Caution continues to be the rule for fuel dealers and their employees during the continuing pandemic.
“If you and your people are not exceptionally vigilant, your ability to run your company could be upended overnight, at the very worst possible time,” says Richard Goldberg, president of Warm Thoughts Communications, a marketing firm in Clifton, N.J., that serves propane, heating oil and HVAC-related businesses.
Goldberg bolsters his point with a couple of cautionary tales, including one about a fuel dealer in Vermont whose service manager tested positive. Because the service manager had been in contact with his techs the week before, the techs were forced to go into quarantine.
“And just like that [the service department] couldn’t run a single service call for ten to fourteen days,” Goldberg says, speaking during a webinar called “Managing Through a Covid-19 Winter.”
A customer service representative for another fuel dealer came down with the sniffles, then a cough, then went home, but five people including service and dispatch managers tested positive, and the office had to shut down for two weeks, Goldberg relates.
“Those stories are only going to grow,” he says. “It is the reality we are living in now.”
Citing a Wall Street Journal article on possible liability that employers are exposed to by both employees and customers who fail to follow safety protocols, he adds, “This is not political. This is about it being five degrees outside with snow coming down and potentially having half of your team out.”
Based on a survey of its fuel dealer customers, Goldberg’s company identified guidelines that many are using, such as:
Establishing staggered start times for drivers so they don’t come in contact with each other.
Assigning the same vehicle to the same driver when possible; sanitizing vehicles regularly.
Putting paper delivery tickets in a box, and placing the box outside for the drivers.
Suspending group meetings.
Wearing masks in the office and anywhere on company property.
Closing offices to the public.
Restricting vendors from entering common work areas when they are making deliveries.
Dealing with customers—insisting that they observe protocols such as wearing masks and keeping distanced—can be a major challenge. Customers who schedule in-home service should be informed about the protocols at the time they make an appointment, with an additional email reminder.

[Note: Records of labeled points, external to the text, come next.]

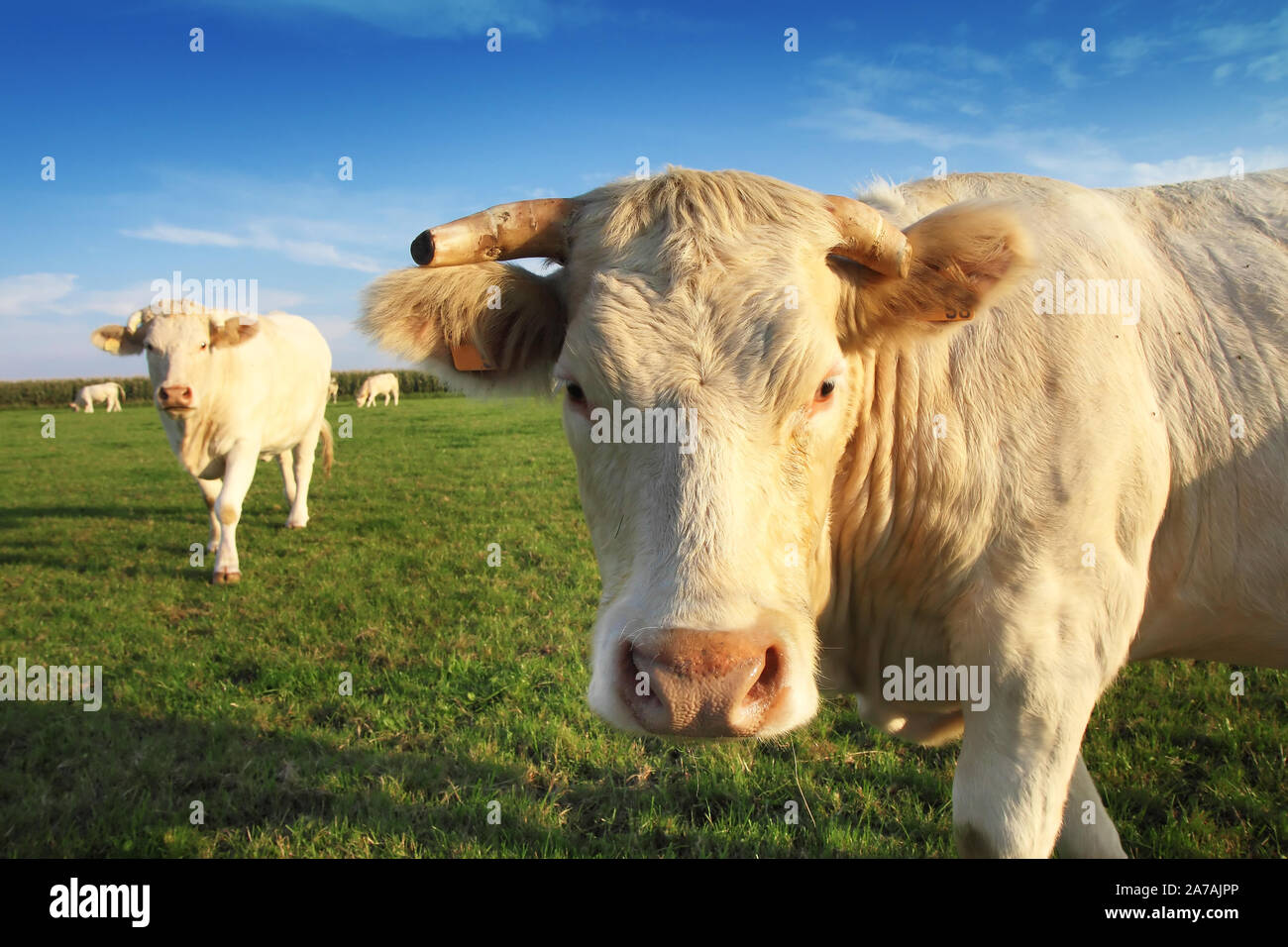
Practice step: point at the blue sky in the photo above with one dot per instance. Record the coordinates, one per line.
(223, 163)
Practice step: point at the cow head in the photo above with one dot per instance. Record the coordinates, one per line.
(721, 313)
(183, 343)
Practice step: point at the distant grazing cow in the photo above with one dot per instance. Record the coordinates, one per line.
(110, 393)
(990, 434)
(230, 392)
(374, 386)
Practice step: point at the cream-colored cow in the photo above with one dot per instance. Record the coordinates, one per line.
(384, 384)
(108, 392)
(980, 431)
(231, 392)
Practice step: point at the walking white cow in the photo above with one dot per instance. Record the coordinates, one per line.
(108, 392)
(967, 470)
(230, 392)
(374, 386)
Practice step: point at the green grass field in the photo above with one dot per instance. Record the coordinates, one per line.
(468, 681)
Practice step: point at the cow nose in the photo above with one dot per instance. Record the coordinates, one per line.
(174, 395)
(703, 684)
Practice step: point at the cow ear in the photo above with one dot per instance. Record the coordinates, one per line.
(476, 326)
(964, 257)
(117, 341)
(231, 333)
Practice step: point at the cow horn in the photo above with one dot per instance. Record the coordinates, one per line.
(868, 237)
(503, 232)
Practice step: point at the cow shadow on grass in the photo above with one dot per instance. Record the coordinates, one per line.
(120, 784)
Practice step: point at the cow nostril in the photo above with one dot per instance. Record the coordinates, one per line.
(768, 684)
(640, 688)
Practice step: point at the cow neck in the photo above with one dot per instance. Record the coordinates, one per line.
(194, 442)
(898, 562)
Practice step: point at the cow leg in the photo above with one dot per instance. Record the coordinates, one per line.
(287, 475)
(210, 489)
(1087, 831)
(239, 474)
(304, 451)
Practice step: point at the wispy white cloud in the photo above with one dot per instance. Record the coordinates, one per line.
(33, 295)
(1197, 166)
(436, 18)
(261, 237)
(21, 295)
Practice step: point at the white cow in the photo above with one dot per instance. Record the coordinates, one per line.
(964, 447)
(374, 386)
(230, 392)
(108, 392)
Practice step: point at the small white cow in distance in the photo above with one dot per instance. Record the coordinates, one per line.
(374, 386)
(231, 392)
(110, 393)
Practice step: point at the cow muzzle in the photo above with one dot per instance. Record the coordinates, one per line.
(175, 399)
(704, 684)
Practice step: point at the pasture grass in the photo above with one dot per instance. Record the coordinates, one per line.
(468, 681)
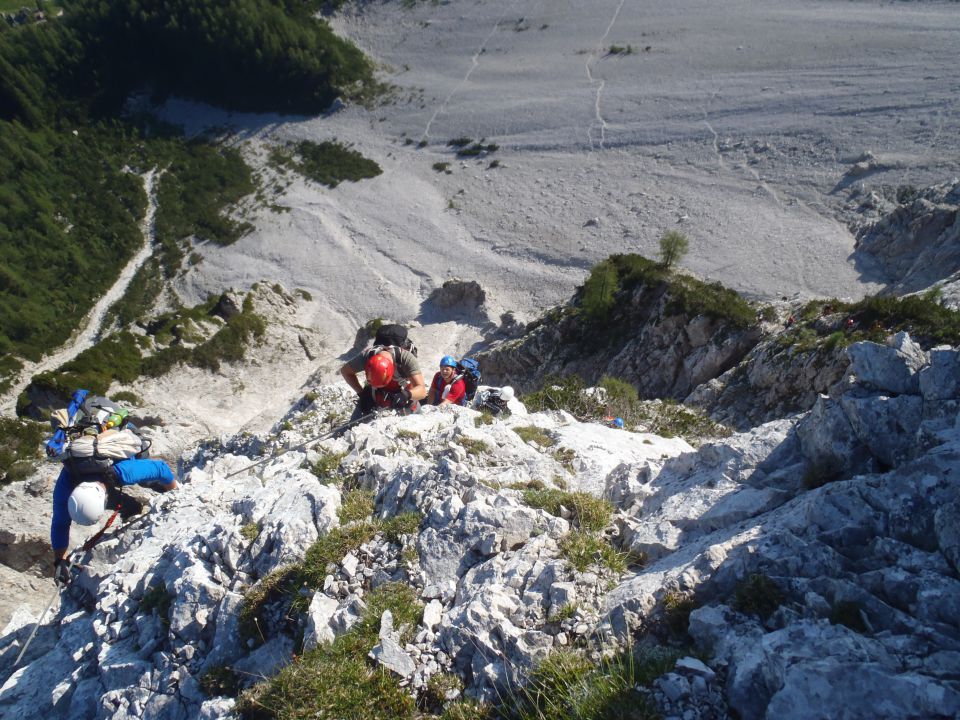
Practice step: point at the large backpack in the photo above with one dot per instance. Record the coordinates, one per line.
(469, 370)
(395, 335)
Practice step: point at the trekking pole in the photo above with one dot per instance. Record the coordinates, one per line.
(56, 594)
(302, 445)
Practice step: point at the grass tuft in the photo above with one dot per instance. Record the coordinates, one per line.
(356, 505)
(336, 681)
(585, 549)
(589, 513)
(758, 595)
(566, 685)
(531, 433)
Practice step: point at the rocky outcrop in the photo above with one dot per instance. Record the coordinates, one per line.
(774, 380)
(917, 242)
(865, 566)
(662, 352)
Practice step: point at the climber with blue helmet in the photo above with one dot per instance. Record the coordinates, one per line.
(448, 387)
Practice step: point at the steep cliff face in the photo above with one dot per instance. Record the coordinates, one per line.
(805, 551)
(662, 350)
(917, 238)
(774, 380)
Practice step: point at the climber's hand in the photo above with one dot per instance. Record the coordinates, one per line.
(61, 572)
(400, 399)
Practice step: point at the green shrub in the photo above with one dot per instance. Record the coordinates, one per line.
(19, 445)
(336, 680)
(533, 434)
(438, 686)
(356, 505)
(677, 607)
(584, 549)
(850, 614)
(757, 595)
(567, 686)
(220, 681)
(327, 466)
(282, 581)
(330, 163)
(157, 598)
(332, 547)
(598, 295)
(589, 512)
(468, 709)
(473, 446)
(819, 474)
(127, 398)
(673, 246)
(407, 523)
(566, 393)
(695, 297)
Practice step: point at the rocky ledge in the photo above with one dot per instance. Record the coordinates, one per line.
(813, 561)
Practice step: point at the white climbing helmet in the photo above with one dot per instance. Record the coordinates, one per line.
(87, 502)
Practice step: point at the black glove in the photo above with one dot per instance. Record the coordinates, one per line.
(61, 572)
(400, 399)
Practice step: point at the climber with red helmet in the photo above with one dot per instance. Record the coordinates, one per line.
(393, 380)
(448, 387)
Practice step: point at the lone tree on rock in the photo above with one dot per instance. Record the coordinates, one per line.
(673, 246)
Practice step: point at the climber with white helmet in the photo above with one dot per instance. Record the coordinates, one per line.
(392, 374)
(101, 453)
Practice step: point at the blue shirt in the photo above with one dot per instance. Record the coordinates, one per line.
(129, 472)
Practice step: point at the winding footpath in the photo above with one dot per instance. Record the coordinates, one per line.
(90, 328)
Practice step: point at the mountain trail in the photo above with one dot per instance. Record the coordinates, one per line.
(91, 326)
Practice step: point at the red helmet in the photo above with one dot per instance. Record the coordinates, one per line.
(379, 370)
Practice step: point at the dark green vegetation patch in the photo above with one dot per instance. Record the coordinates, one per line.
(328, 163)
(19, 447)
(336, 680)
(567, 685)
(70, 198)
(666, 418)
(828, 324)
(121, 357)
(613, 281)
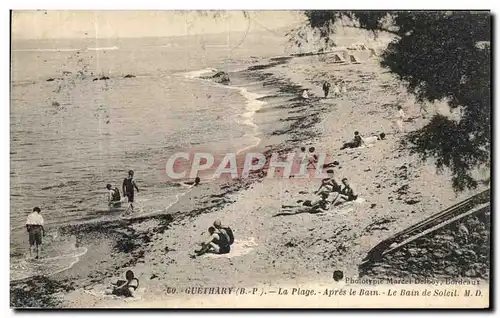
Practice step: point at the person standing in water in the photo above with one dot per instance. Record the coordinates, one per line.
(326, 88)
(128, 189)
(34, 226)
(114, 198)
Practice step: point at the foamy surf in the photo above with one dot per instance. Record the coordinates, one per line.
(253, 104)
(26, 268)
(198, 73)
(142, 214)
(46, 50)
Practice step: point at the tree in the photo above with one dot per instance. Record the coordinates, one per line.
(438, 55)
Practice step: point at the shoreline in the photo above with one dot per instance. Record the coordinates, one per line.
(146, 242)
(53, 285)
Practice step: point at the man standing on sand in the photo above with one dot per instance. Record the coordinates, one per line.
(128, 189)
(34, 226)
(400, 118)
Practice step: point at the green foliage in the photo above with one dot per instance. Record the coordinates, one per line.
(439, 55)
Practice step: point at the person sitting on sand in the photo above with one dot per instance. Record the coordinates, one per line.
(224, 230)
(336, 89)
(308, 206)
(329, 183)
(217, 243)
(114, 198)
(355, 143)
(305, 94)
(312, 158)
(347, 193)
(194, 183)
(126, 288)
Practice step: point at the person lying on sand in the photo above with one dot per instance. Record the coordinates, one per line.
(126, 288)
(312, 158)
(114, 198)
(329, 184)
(346, 194)
(224, 230)
(308, 206)
(355, 143)
(372, 139)
(217, 243)
(305, 94)
(194, 183)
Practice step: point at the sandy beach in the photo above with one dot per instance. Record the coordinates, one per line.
(271, 247)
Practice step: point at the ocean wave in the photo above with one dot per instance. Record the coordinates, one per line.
(198, 73)
(23, 268)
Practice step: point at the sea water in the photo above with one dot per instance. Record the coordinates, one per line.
(72, 134)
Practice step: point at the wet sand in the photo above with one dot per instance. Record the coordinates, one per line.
(398, 191)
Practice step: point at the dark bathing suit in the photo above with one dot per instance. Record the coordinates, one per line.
(349, 193)
(35, 234)
(129, 189)
(223, 242)
(124, 291)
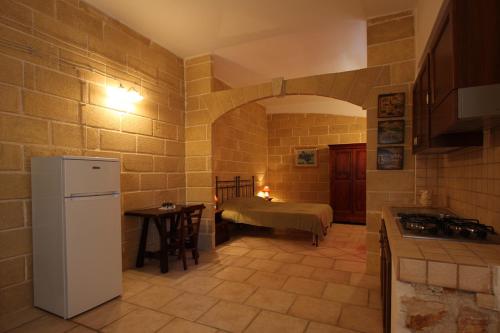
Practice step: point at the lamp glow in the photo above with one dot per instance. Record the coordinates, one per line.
(122, 99)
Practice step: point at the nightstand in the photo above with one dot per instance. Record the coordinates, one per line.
(221, 228)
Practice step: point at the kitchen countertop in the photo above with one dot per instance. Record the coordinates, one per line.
(445, 263)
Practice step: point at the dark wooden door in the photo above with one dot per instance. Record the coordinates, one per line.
(348, 182)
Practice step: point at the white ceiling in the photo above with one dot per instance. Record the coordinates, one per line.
(311, 104)
(256, 40)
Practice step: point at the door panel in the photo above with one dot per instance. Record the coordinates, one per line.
(343, 164)
(91, 177)
(93, 251)
(342, 197)
(348, 182)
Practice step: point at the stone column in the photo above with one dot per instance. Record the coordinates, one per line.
(391, 43)
(199, 178)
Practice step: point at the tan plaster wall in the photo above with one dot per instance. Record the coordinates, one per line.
(240, 142)
(49, 106)
(466, 181)
(290, 131)
(390, 42)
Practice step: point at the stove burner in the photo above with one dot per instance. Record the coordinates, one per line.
(445, 226)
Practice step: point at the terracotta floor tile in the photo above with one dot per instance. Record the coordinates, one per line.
(199, 284)
(316, 309)
(132, 287)
(304, 286)
(139, 321)
(296, 270)
(365, 280)
(350, 266)
(371, 319)
(324, 328)
(346, 294)
(271, 322)
(320, 262)
(104, 314)
(179, 325)
(46, 324)
(267, 280)
(234, 250)
(234, 273)
(261, 254)
(288, 258)
(331, 275)
(228, 316)
(154, 297)
(81, 329)
(273, 300)
(18, 318)
(237, 261)
(265, 265)
(232, 291)
(189, 306)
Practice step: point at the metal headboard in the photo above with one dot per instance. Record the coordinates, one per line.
(235, 188)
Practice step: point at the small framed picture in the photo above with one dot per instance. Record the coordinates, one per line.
(390, 158)
(306, 157)
(391, 132)
(391, 105)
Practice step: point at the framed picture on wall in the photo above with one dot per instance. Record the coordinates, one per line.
(391, 132)
(306, 157)
(391, 105)
(390, 158)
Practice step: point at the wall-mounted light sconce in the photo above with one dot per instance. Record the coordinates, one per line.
(264, 193)
(123, 99)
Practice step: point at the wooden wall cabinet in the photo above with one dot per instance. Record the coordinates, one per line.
(463, 52)
(348, 182)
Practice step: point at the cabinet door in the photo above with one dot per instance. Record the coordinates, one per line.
(359, 183)
(442, 60)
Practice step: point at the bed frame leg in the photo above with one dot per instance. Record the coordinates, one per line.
(316, 240)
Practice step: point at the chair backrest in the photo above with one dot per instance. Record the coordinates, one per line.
(192, 215)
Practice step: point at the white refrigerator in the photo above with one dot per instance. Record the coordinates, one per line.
(76, 214)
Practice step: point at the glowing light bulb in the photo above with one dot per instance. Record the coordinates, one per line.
(122, 99)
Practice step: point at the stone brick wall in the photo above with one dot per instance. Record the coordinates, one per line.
(240, 142)
(289, 131)
(56, 58)
(199, 180)
(390, 42)
(467, 181)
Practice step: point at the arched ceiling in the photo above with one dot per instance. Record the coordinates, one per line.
(254, 41)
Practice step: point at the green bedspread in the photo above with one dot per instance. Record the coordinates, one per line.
(310, 217)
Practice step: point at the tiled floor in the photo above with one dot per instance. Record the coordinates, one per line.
(256, 283)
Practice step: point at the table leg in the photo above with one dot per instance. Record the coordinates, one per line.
(161, 226)
(142, 244)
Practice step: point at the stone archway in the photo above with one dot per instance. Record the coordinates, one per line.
(352, 86)
(205, 106)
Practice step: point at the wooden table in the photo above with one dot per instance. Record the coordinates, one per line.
(160, 218)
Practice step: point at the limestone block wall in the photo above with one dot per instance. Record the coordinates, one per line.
(56, 59)
(290, 131)
(390, 43)
(240, 142)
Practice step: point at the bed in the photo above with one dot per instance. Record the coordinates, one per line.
(237, 199)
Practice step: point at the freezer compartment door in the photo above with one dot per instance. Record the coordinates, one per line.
(84, 177)
(93, 251)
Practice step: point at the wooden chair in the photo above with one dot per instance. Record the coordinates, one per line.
(190, 222)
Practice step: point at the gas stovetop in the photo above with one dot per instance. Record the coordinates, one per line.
(447, 227)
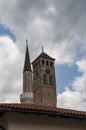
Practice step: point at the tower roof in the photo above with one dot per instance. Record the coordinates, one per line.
(45, 56)
(27, 65)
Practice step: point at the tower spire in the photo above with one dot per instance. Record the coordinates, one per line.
(27, 65)
(42, 49)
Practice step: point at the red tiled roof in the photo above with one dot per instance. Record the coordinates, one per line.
(42, 109)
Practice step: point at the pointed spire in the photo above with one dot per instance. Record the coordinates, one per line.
(27, 65)
(42, 49)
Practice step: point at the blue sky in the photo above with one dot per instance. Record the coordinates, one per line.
(57, 25)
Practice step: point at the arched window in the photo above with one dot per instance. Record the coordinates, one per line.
(1, 127)
(45, 79)
(51, 80)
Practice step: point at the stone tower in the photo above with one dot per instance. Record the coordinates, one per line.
(27, 95)
(44, 84)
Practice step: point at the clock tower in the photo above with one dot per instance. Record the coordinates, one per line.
(44, 84)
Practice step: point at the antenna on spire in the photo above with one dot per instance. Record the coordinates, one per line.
(26, 42)
(42, 49)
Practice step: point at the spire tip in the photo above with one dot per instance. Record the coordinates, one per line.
(42, 49)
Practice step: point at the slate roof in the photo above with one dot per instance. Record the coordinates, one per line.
(42, 109)
(27, 64)
(45, 56)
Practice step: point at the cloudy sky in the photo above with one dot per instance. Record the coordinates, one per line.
(58, 25)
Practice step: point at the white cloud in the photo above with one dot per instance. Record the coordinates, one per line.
(10, 76)
(76, 98)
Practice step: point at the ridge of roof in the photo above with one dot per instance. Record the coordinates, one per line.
(44, 55)
(33, 107)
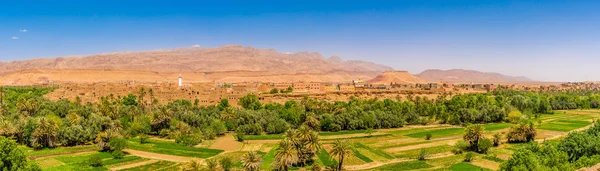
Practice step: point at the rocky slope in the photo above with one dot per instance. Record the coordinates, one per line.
(468, 76)
(396, 77)
(196, 59)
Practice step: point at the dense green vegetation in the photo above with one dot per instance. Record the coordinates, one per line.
(577, 150)
(36, 122)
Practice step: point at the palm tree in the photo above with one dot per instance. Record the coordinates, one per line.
(341, 149)
(285, 154)
(212, 164)
(474, 133)
(192, 166)
(251, 161)
(313, 142)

The fuel dealer culture is “based on toughness,” Goldberg says. Drivers and technicians “take pride in not being wimpy, making deliveries when no one else sane would be out on the roads,” he observes. Expecting them to contact the office if they feel “a little bit off” might be unrealistic, he notes. To counter the culture, continue communicating the important safety and health messages, err on the side of caution—and “liberalize your sick pay,” Goldberg advises. “At least on an ad hoc basis, because otherwise people… who’ve used up all their sick time are going to be incented to hide” symptoms, he says.
Empower technicians to leave a home if the customer is not distancing or wearing a mask, he adds. “They need to know that they can leave and, at the very least, have someone from the office call the customer before they go back in. They need to know that these protocols are not suggestions, but requirements.”
Noting the possibility of losing a number of drivers at once, he asks, “What will you do in those circumstances?” He says, “One solution that’s emerged is to contact friendly competitors or friends who are somewhat distant from you [to] create arrangements” to assist each other, if possible. “It makes sense to have those conversations ahead of time and to have agreements drawn up so you can quickly execute if you need to.”
Likewise, he says, “Now is the time to start building a greater cash cushion. If you do not have a delivery fee, it’s just time to institute it.” Although such fees are not permitted in Connecticut, fuel dealers elsewhere have instituted delivery fees of $4.95 and $8.95, Goldberg says. “They all expected huge pushback” but, he reports, “it never came. They made tens, and in some cases, hundreds of thousands of dollars…a really important cushion at this time.”
Collecting customers’ email addresses and cell phone numbers is critical, he adds. “Some companies have twenty-five percent of customers’ emails, other companies have eighty-five percent. It is really just about asking. You may find yourself in a situation where you have to contact a group of customers quickly about some issue that is affecting the business, and if you don’t have email addresses you can’t do that.”
Having such contact information on hand “will not only help you this winter, it will help you in the future,” Goldberg says, “because eventually you’ll have other reasons to communicate and promote.”— Stephen Bennett
Note: This article is based on the webinar “Managing Through a Covid-19 Winter.” Stephen Bennett is the editor of Fuel Oil News.